MANHATTAN (CN) — A longtime journalist and author on Monday demanded punitive damages from Time Inc., claiming its fraud, retaliation and culture of male cronyism cost her a top editorial job and hurt her book sales.
Catherine Mayer claims in Federal Court that she was called a “diva” and systematically removed from her responsibilities at Time, which hired her in 2004 and promoted her to London bureau chief in 2006 and European editor in 2012.
The corporation is the only defendant.
Mayer began her career at The Economist, worked as a deputy editor at two magazines, Business Traveller and International Management, and worked for 11 years as a foreign correspondent at the German news weekly Focus. Her third book, “Attack of the 50 Ft. Women: How Gender Equality Can Save the World!” was published this year by HarperCollins. That book is not mentioned in the lawsuit, as it was published after she left Time.
Mayer claims Time eliminated her job immediately after the release of her book, “Prince Charles — The Heart of a King,” in 2015. She says her termination hurt her book sales and her reputation, as people Time let her go because her research for the book was defective or for other performance-related reasons.
The real reason, she says, is that she’s a woman.
Shortly after she was named European editor, Time hired Matt McAllester, a freelance editor from New York who had a successful career as a foreign correspondent for Newsday and other publications to assist her. Mayer says McAllester quickly sought to undermine her and eventually got her job as European editor.
McAllester complained about her to Time management in New York in 2012, Mayer says.
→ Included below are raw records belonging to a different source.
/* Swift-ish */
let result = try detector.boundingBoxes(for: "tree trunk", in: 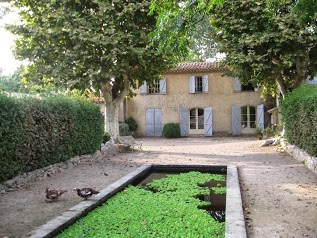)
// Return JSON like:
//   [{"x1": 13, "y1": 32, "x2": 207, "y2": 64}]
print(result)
[
  {"x1": 105, "y1": 101, "x2": 120, "y2": 144},
  {"x1": 276, "y1": 78, "x2": 287, "y2": 98},
  {"x1": 100, "y1": 75, "x2": 130, "y2": 144}
]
He called her a “diva” for using her cellphone during editorial meetings and for asking for administrative and research support to make complex travel arrangements when she was on deadline, according to the complaint.
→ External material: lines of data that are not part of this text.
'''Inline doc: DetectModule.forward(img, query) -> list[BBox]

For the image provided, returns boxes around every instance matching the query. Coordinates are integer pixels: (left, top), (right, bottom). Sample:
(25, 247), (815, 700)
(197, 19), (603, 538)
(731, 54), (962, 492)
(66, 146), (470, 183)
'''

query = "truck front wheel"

“Calling a woman a ‘diva’ is on its face loaded and sexist, a common way of reducing women who assert themselves,” it adds.
Mayer calls the complaints by McAllester “untrue or grossly exaggerated, and also unfair and discriminatory.”
Time then started killing her story ideas about powerful women, she says, for instance, rejecting her story pitch on the impact of Angela Merkel’s two terms as chancellor on German women, telling her that “stories about women aren’t interesting to the wider TIME readership.”
In 2013, New York editors began to deprive Mayer of her editorial duties, for instance, by preventing her from editing a cover story she had suggested — which she calls very unusual — under the pretext of freeing her up for other work. Later that year they airbrushed her out of the editing job and listed her as a writer in an email to staff.
That move came days after she had flown to the United States with British Prime Minister David Cameron on a private jet, and was the only journalist on the trip who had secured a sit-down interview with him. She claims Time butchered the editing of that story so badly she asked for her byline to be removed, but Time refused.
As she expected, Mayer says, the story was “subjected her to heavy criticism.”
The constant harassment from McAllester and Time caused her to suffer from medical issues including “extreme stress and migraines so severe that they caused her to dry-heave.”
In June 2014, Mayer was on book sabbatical. She returned in August 2014 to find out that McAllester had become her direct supervisor. By 2015, most of her assignments had been taken away and she was told she was being terminated “due to a reduction in the work force that made her position redundant.”
Mayer says her “duties were systematically taken away from her and given to colleagues with no more experience or qualifications than her because they were younger and male.”
As there were important European stories coming up when she was terminated, including the 2015 UK election and the 2016 Brexit referendum, “which observers would have expected plaintiff to cover, her sudden departure stoked rumors that TIME must have some significant reason to remove her,” the complaint states.
She seeks punitive damages for pain and suffering, physical injury in the form of debilitating migraines, harm to reputation, loss of past, lost wages and earning capacity, lost enjoyment of life, fraudulent misrepresentation, sexual discrimination, age discrimination, retaliation and hostile workplace.
She is represented by Frederic C. Weiss in New York City.